The Lord's Middle Coming

The Lord's Middle Coming

Homily for Christmas I- on Christmas Eve

December 24, 2023

The Lord's Middle Coming

Homily for December 24, 2023
Christmas I
Luke 2:1-14 (15-20)

Bernard of Clairvaux, the 12th century mystic, once said that “there are three comings of the Lord…  In the first he was seen on earth, dwelling among us… In the final coming [at the end of time],‘all flesh will see the salvation of our God’ (Luke 3:6).”  But, writes Bernard, “The third coming lies between the other two.  While the other two are visible, the intermediate coming is hidden; it is invisible.”  The intermediate coming of which Bernard speaks is the coming of Jesus into our hearts. Of this coming Bernard writes: “If in his first coming our Lord came in our flesh and in our weakness, and if in the final coming, he will be seen in glory and majesty… in this middle coming, he comes in spirit and in power.”

We seem to find it easy to celebrate Jesus’ first coming, for here we are this evening remembering his birth.  And we seem not to be too concerned about Christ’s final coming, for if we did churches would be full not just on Christmas Eve but each Sunday and every day in between.  But this second, intermediate coming, the coming of Jesus into our hearts, we tend to find difficult.  We want Jesus to mean something, we want the faith to have substance, we want Christ to make a difference in our lives… but not too much.  We rightly intuit that this intermediate coming into our hearts is, as Bernard says, “in spirit and in power,” and we tend to resist this power of Christ coming into our hearts.  

Bernard anticipates our resistance to Christ’s coming with power into our hearts; he writes:

 “In case someone should think I am making this up, listen to what our Lord himself says.”  And here Bernard quotes from St. John’s Gospel:  “Those who love me will keep my word, and my Father will love them, and we will come… and make our home with them” (John 14:23).  

Though we tend to resist Jesus’ coming with power into our lives, Bernard has every confidence that we can do the very practical thing that John suggests will overcome our resistance, which is to “keep God’s word.”  Bernard writes:  

Keep God’s word in this way. Let it enter into your very being, allow it to take possession of your desires, let it become of your whole way of life.

“Let” God’s word enter; “allow” God’s word to take possession; “let” God’s word become our whole way of life.  The result of letting and allowing God’s word to “enter into our very being” and to “take possession of our whole way of life,”  Bernard says, is “rest and consolation.”  He writes:

Because this coming lies between the other two, it is like a road on which we travel from the first coming to the last.  In the first, Christ was our redemption; in the last, he will appear as our life; in this middle coming, he is our rest and consolation.

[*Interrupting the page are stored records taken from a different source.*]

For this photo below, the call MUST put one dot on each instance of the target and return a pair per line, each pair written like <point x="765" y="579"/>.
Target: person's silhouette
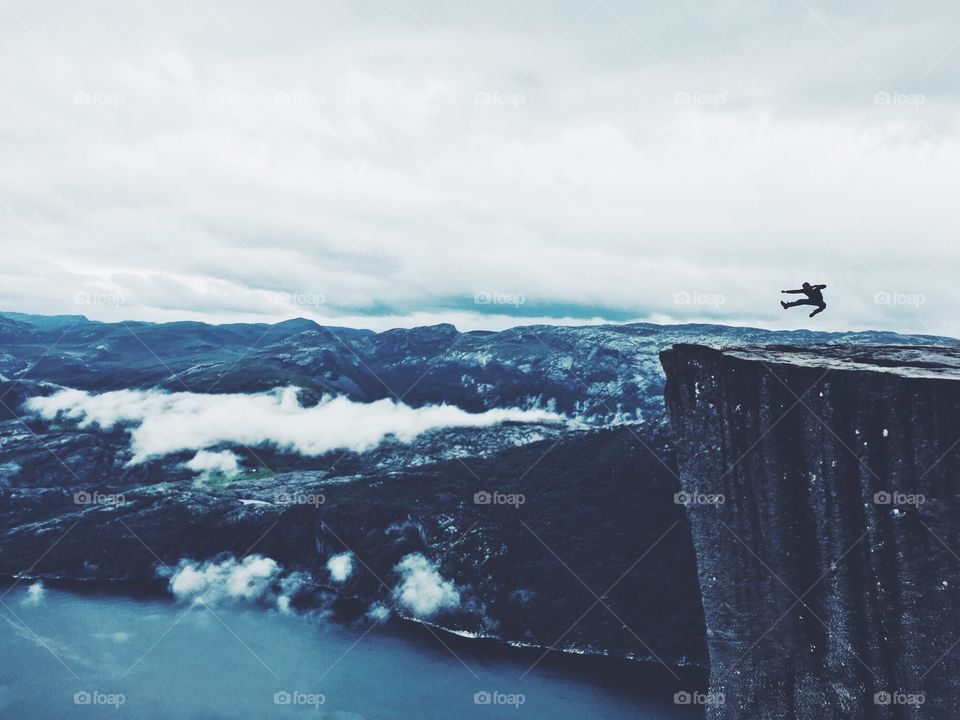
<point x="814" y="297"/>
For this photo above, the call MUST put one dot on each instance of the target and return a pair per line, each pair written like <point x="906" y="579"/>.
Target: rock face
<point x="822" y="495"/>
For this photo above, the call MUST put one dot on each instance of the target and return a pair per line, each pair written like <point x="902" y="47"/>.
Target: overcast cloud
<point x="399" y="163"/>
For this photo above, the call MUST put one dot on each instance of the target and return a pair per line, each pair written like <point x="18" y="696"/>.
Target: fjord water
<point x="68" y="655"/>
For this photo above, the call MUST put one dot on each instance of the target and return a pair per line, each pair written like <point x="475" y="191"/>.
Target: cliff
<point x="821" y="487"/>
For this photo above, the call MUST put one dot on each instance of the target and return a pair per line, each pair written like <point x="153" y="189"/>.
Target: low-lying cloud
<point x="422" y="589"/>
<point x="162" y="423"/>
<point x="340" y="567"/>
<point x="211" y="583"/>
<point x="253" y="579"/>
<point x="207" y="463"/>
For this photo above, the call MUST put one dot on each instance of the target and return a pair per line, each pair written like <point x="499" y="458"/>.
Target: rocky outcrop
<point x="822" y="490"/>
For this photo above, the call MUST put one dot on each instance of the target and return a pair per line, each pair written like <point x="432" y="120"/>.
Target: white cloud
<point x="340" y="566"/>
<point x="422" y="589"/>
<point x="211" y="583"/>
<point x="162" y="423"/>
<point x="223" y="462"/>
<point x="35" y="594"/>
<point x="344" y="155"/>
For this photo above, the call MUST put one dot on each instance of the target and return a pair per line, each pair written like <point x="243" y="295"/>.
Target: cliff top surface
<point x="916" y="361"/>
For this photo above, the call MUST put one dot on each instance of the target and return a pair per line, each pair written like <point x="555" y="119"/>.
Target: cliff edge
<point x="821" y="487"/>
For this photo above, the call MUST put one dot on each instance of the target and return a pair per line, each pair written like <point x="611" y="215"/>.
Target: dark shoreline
<point x="616" y="673"/>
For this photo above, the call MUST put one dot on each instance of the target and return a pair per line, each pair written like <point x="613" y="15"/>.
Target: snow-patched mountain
<point x="597" y="557"/>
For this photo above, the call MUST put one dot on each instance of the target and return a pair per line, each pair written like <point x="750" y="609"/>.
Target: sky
<point x="406" y="162"/>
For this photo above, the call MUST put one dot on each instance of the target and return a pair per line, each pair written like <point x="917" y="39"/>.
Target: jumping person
<point x="814" y="297"/>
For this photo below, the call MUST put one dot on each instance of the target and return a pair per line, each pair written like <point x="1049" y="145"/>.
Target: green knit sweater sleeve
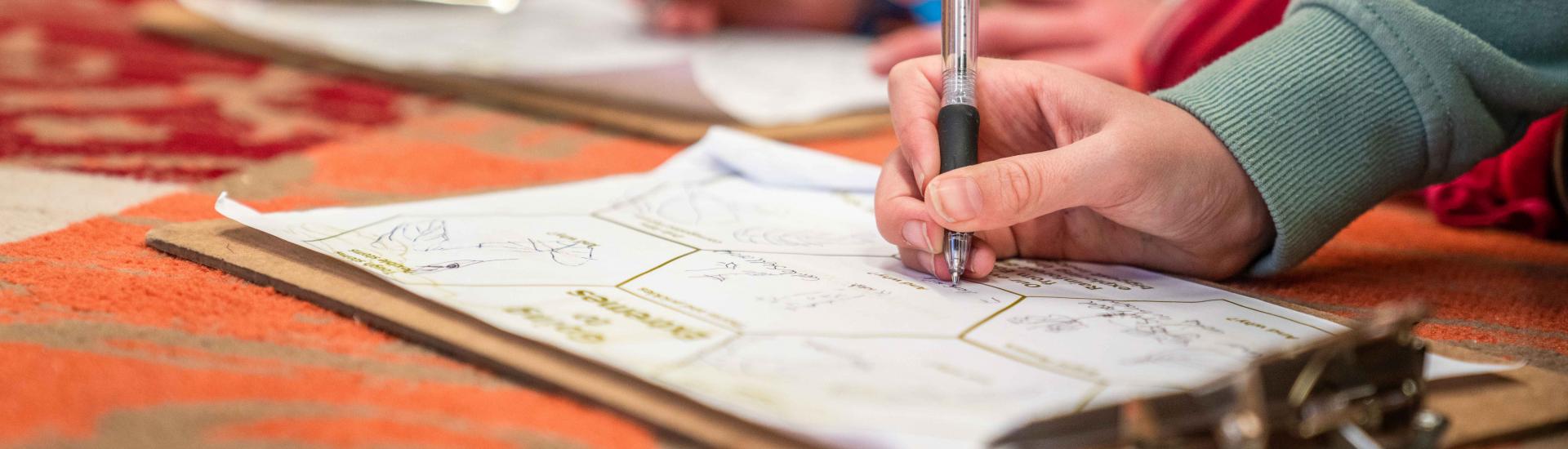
<point x="1351" y="101"/>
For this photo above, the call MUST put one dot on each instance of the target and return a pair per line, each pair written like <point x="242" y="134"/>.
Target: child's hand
<point x="1071" y="167"/>
<point x="1095" y="37"/>
<point x="695" y="18"/>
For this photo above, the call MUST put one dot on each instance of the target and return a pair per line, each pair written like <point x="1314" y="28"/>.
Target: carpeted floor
<point x="107" y="343"/>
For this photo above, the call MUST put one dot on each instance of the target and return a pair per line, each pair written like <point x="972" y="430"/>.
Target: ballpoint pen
<point x="959" y="122"/>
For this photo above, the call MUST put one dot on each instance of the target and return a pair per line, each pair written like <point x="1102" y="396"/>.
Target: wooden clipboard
<point x="1482" y="408"/>
<point x="175" y="20"/>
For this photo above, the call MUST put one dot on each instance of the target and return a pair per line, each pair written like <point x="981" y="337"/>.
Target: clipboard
<point x="647" y="120"/>
<point x="1479" y="408"/>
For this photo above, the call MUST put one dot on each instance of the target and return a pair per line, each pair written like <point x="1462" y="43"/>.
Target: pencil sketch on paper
<point x="433" y="238"/>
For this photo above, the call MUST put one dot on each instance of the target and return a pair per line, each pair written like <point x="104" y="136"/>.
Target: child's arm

I can’t tell you how many people, when I ask, “What are you looking for?” tell me that they seek “inner peace.”  My hunch is that we all are looking for “inner peace,” we all seek what Bernard calls “rest and consolation.”  The road to inner peace(according to Bernard) is:  “Let God’s word enter into your very being, allow it to take possession of your desires, let it become your whole way of life.”

The first coming of the Lord that we celebrate this evening offers images for how we can travel Bernard’s road to inner peace: “There was no place for them in the inn,” writes Luke – can we make space to let Jesus in?  “There were shepherds… keeping watch over their flocks by night” – might we keep watch for Jesus?  “Do not be afraid,” said the angels to the shepherds – if, when the Lord knocks at the door of our hearts, we are afraid and want to resist, can we hear the angels speak to us, “Do not be afraid?”  “So the shepherds went with haste and found Mary and Joseph, and the child lying in the manger” – might we hasten toward Jesus?  “And Mary treasured all these words and pondered them in her heart” – might we learn to treasure and ponder Jesus’ word?

Bernard knows how much our lives depend on Jesus’ word – “Remember to eat your bread,”says Bernard – that is, to take in Jesus’ word – “or your heart will wither away.”  I pray that we do not let our hearts wither away, but that we take in his word – his word in scripture and in the sacraments, his word that comes with power. For as we “eat” this “bread” – as we let Jesus’ word enter in and become our whole way of life – “it will fill our souls with richness and strength,”promises Bernard.  And our Lord’s “middle coming,” his coming into our hearts, will be our rest and consolation.  For it is in Jesus – and only in Jesus, who made us and for whom we are made – [it is in Jesus] that our hearts can find inner peace.